Final answer:
The equation of the normal line to the curve y=3x³-4x at the point (1,-1) is found by calculating the negative reciprocal of the derivative at that point. The derivative gives us a slope of 5, making the normal line's slope -1/5. Thus, the equation of the normal line is y = -1/5x - 4/5.
Step-by-step explanation:
The question is asking for the equation of the normal line to the curve y=3x³-4x at the point (1,-1). To find this equation, we first need to determine the slope of the tangent line to the curve at (1, -1) by finding the derivative of the given function.

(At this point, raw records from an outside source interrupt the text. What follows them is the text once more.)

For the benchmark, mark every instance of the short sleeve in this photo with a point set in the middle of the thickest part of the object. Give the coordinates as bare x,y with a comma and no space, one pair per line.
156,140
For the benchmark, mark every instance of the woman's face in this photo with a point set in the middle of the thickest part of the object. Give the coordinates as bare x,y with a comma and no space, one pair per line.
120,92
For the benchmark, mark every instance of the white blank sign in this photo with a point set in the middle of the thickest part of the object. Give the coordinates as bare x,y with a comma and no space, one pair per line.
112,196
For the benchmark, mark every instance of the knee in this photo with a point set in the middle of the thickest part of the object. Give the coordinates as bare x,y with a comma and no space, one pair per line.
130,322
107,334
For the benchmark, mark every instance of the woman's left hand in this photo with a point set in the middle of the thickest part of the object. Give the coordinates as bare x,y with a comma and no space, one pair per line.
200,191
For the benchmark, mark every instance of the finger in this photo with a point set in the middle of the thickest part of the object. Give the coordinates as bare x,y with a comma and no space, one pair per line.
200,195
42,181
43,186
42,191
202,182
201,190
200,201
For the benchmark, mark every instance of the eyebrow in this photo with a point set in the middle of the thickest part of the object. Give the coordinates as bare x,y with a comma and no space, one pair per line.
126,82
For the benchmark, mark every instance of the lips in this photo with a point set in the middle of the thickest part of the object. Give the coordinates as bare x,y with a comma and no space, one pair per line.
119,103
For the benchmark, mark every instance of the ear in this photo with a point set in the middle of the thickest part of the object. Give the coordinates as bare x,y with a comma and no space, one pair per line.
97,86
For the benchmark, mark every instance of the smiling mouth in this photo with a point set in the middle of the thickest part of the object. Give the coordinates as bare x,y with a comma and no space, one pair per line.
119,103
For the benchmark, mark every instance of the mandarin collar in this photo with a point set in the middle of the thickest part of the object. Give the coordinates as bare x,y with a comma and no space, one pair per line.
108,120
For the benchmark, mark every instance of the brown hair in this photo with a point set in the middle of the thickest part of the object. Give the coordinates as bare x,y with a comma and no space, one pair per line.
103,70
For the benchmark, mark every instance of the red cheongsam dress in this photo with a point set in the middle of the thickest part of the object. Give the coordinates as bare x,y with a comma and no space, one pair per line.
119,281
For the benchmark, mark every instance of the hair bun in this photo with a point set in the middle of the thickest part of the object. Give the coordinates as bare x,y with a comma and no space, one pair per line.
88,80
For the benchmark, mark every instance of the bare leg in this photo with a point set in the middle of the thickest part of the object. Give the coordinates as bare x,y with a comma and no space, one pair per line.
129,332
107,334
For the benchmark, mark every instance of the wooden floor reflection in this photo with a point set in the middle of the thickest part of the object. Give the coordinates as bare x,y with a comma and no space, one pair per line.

The derivative of y=3x³-4x is y'=9x²-4. Plugging in the x-value of the point (1, -1), we find that the slope of the tangent line at that point is y'(1)=9(1)²-4=5. The slope of the normal line is the negative reciprocal of the tangent line's slope, which is -1/5.
To find the equation of the normal line, we use the point-slope form of a line, which is y-y1=m(x-x1), where (x1, y1) is the point on the line and m is the slope. Substituting the point (1, -1) and slope -1/5, the equation of the normal line is y - (-1) = -1/5(x - 1), which simplifies to y = -1/5x + 1/5 - 1, or y = -1/5x - 4/5.